The other day, my wife and I were reading summaries of movies as we selected one to watch. We passed on a thriller where one critic said it was the most disturbing movie he ever watched. Ironically, we selected a Sundance award winning movie that was powerful, but may have been the most disturbing movie we ever watched. It is called “Compliance.”
NOTE: A small spoiler alert is needed, but I only touched on it a little more than the summary does for the movie.
The movie is based on a true story that happened in a Kentucky fast food restaurant in 2004. Sadly, it has happened in quite a few other places. In essence, a young female cashier was picked out to be accused on the phone by a man pretending to be a police officer. I am not giving too much away, as you learn shortly therein what you already have figured out.
The man uses the name of a regional manager who he says is on the other line to enlist the help of the female store manager. He says a female customer has accused the cashier of stealing from her purse and they have surveillance footage. Since the police is too busy, he enlists the manager to do a strip search to save the accused the trouble of coming down and being booked. The ruse gets much uglier for this gullible young woman and her naive boss. I will spare the details, but their compliance with the requests of this beyond-creepy man is very disturbing.
The red flags are many throughout the call, but they are missed by the accused, the manager, and the manager’s fiancé who she enlists to help as the store is busy. If you watch this movie, you will be talking at the TV pleading with someone to think about what is happening. And, sadly it is based on a true story which happened over seventy times elsewhere.

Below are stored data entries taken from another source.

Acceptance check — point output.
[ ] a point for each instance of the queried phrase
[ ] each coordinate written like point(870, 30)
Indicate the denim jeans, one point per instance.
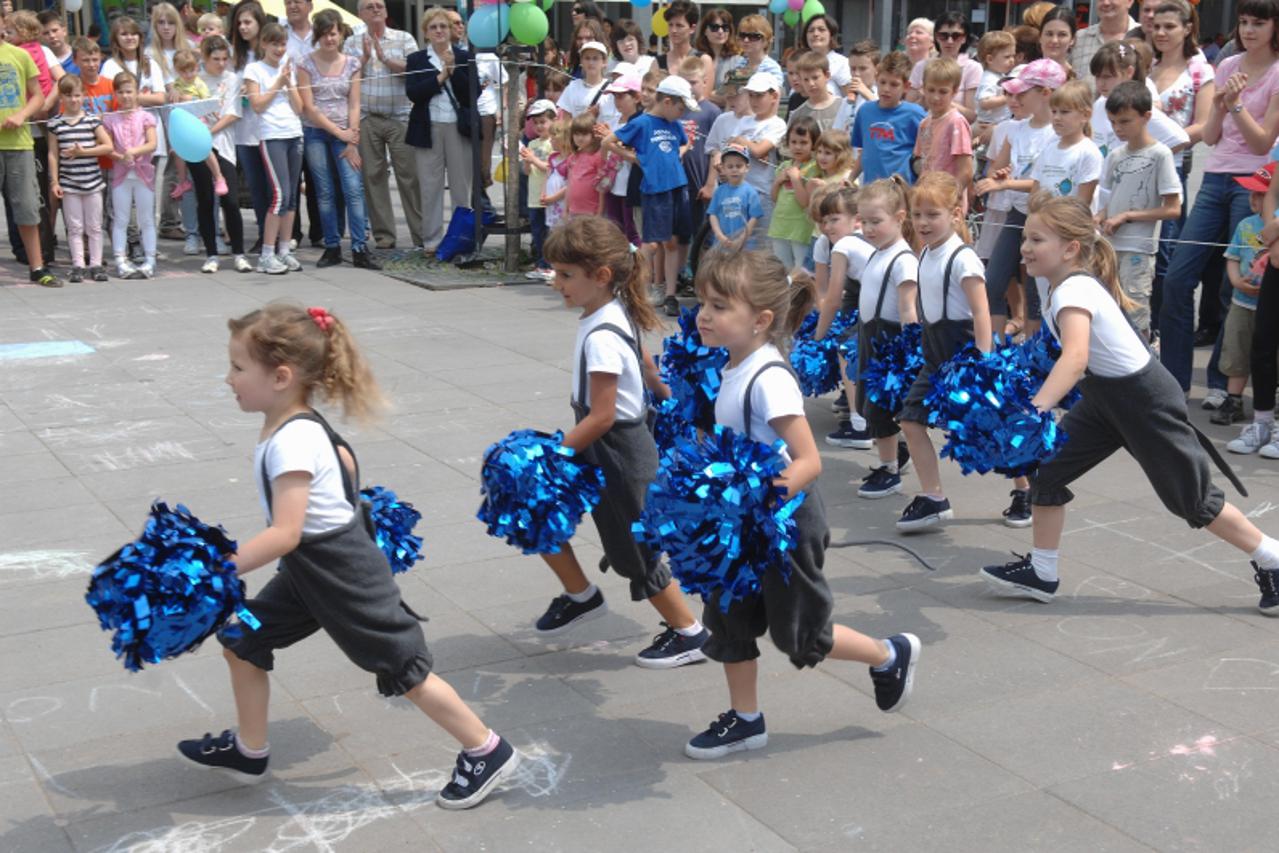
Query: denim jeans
point(324, 152)
point(1220, 206)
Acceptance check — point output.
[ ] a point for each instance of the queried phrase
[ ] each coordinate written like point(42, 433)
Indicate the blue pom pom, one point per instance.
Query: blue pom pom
point(714, 510)
point(394, 521)
point(816, 362)
point(692, 371)
point(533, 491)
point(168, 590)
point(893, 366)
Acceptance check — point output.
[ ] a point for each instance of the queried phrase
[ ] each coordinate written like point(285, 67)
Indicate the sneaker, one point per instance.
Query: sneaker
point(564, 613)
point(1018, 578)
point(729, 733)
point(880, 484)
point(1229, 412)
point(271, 265)
point(893, 686)
point(1268, 581)
point(924, 512)
point(476, 776)
point(1018, 513)
point(1214, 398)
point(221, 753)
point(846, 436)
point(672, 649)
point(1252, 438)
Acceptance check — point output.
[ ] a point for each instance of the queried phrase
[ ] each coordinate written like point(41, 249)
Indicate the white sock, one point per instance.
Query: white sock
point(583, 596)
point(1044, 563)
point(1266, 554)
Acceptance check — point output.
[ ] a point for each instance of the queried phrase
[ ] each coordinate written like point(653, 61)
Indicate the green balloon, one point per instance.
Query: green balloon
point(528, 23)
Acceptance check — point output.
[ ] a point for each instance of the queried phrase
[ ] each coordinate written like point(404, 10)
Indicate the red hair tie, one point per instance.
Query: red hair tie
point(321, 317)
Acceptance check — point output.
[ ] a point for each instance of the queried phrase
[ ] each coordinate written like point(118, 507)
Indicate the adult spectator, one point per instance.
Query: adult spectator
point(439, 86)
point(1113, 23)
point(952, 35)
point(383, 120)
point(716, 39)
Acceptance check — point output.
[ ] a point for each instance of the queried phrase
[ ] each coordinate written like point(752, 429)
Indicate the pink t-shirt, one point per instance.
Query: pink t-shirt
point(129, 131)
point(1231, 155)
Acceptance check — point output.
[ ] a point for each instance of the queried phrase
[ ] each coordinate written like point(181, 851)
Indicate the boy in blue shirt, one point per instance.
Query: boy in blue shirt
point(884, 131)
point(656, 142)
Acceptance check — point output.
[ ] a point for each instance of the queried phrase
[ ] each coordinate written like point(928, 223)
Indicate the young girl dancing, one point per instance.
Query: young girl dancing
point(750, 306)
point(331, 574)
point(597, 273)
point(1129, 400)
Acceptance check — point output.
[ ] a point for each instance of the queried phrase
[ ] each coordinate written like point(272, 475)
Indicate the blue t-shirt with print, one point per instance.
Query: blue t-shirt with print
point(886, 138)
point(734, 207)
point(656, 143)
point(1245, 247)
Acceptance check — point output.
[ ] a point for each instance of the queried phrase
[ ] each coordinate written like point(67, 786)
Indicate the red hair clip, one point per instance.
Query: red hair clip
point(321, 317)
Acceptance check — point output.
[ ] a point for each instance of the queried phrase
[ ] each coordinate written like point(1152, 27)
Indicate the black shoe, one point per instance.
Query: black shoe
point(1018, 578)
point(729, 733)
point(475, 778)
point(221, 753)
point(1268, 581)
point(922, 513)
point(564, 613)
point(894, 684)
point(1229, 412)
point(365, 261)
point(1018, 513)
point(330, 257)
point(672, 649)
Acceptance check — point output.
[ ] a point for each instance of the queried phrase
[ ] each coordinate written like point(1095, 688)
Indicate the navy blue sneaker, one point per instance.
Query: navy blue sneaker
point(880, 484)
point(672, 649)
point(893, 686)
point(564, 613)
point(473, 779)
point(221, 753)
point(729, 733)
point(1018, 578)
point(922, 513)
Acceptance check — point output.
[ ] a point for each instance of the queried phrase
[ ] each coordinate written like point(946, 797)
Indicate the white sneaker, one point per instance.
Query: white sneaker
point(271, 265)
point(1254, 438)
point(1214, 399)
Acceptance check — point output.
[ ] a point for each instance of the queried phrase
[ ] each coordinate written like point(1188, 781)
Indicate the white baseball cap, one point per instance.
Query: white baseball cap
point(678, 87)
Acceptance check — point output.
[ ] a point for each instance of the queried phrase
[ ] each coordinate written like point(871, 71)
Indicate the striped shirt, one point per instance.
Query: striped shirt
point(77, 174)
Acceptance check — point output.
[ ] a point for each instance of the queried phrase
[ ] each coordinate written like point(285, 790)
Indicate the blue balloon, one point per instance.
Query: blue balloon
point(188, 137)
point(489, 26)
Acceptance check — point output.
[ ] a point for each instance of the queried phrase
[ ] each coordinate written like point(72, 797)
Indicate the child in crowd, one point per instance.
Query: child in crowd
point(885, 129)
point(789, 228)
point(133, 177)
point(751, 306)
point(734, 210)
point(1141, 188)
point(76, 178)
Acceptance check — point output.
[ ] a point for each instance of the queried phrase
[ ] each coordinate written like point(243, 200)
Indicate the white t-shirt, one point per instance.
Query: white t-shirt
point(1114, 348)
point(933, 267)
point(278, 120)
point(303, 445)
point(871, 275)
point(608, 353)
point(775, 394)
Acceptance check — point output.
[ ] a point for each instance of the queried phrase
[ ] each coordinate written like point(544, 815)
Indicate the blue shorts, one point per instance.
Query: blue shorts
point(666, 215)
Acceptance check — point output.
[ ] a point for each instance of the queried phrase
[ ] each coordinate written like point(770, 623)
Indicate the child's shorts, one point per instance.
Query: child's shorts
point(666, 215)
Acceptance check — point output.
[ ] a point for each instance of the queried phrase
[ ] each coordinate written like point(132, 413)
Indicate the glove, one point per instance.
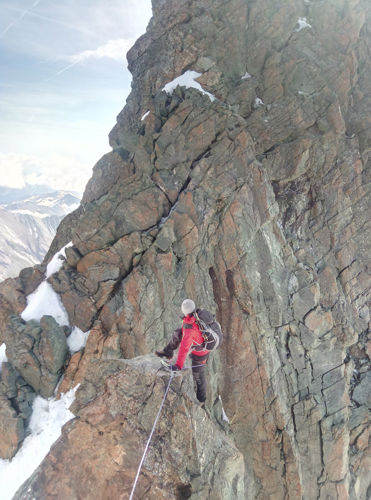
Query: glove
point(174, 368)
point(163, 354)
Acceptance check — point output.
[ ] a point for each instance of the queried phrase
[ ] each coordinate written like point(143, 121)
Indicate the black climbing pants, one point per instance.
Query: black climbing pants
point(199, 376)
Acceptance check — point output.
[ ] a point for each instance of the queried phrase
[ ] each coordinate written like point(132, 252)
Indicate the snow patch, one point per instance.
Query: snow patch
point(77, 339)
point(145, 116)
point(188, 80)
point(3, 357)
point(302, 22)
point(224, 415)
point(47, 420)
point(44, 300)
point(56, 263)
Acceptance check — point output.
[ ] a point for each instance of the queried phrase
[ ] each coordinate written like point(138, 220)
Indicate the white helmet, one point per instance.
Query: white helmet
point(188, 306)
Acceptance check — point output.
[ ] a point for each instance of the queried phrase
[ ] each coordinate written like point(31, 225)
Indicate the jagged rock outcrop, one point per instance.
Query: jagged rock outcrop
point(255, 205)
point(36, 352)
point(100, 451)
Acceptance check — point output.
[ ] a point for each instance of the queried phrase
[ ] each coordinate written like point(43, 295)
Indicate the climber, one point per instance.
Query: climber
point(189, 337)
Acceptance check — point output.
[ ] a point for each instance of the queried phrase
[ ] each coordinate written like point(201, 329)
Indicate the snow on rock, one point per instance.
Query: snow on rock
point(145, 116)
point(225, 418)
point(47, 420)
point(56, 263)
point(302, 22)
point(77, 339)
point(188, 80)
point(44, 300)
point(3, 357)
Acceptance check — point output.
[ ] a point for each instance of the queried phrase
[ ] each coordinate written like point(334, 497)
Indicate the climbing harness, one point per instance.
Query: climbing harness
point(150, 436)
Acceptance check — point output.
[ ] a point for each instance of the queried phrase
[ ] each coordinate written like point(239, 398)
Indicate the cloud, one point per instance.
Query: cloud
point(21, 16)
point(58, 172)
point(12, 170)
point(113, 49)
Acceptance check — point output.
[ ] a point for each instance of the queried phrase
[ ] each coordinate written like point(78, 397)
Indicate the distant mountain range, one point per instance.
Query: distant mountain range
point(29, 218)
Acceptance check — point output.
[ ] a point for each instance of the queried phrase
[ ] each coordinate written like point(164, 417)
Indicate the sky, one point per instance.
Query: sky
point(63, 81)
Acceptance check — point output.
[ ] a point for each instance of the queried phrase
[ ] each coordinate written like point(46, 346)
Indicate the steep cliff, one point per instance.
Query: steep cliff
point(250, 195)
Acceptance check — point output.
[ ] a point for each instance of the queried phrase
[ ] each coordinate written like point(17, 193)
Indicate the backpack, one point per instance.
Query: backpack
point(210, 329)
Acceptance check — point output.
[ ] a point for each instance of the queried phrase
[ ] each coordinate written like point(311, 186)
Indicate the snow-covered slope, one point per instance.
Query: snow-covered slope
point(28, 226)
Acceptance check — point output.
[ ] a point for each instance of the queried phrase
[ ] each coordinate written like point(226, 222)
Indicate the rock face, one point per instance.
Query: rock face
point(255, 205)
point(115, 413)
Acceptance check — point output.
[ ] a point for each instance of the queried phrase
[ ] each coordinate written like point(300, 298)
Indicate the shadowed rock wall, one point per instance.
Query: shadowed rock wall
point(255, 205)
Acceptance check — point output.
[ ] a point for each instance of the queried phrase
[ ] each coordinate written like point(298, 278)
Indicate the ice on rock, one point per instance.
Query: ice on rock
point(188, 80)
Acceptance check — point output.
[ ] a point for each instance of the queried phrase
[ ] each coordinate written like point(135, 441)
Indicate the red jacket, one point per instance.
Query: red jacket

The movie is meant to be disturbing. The director is Craig Zobel and it stars Dreama Walker as the young woman, Ann Dowd as the store manager, Pat Healy as the pretend cop, Bill Camp as Dowd’s boyfriend, Ashlie Atkinson and Philip Ettinger as co-workers and Stephen Payne as the maintenance worker who plays a pivotal role. The lessons in the movie are many, which is its intent, so if you do watch it, be forewarned that you will be perturbed.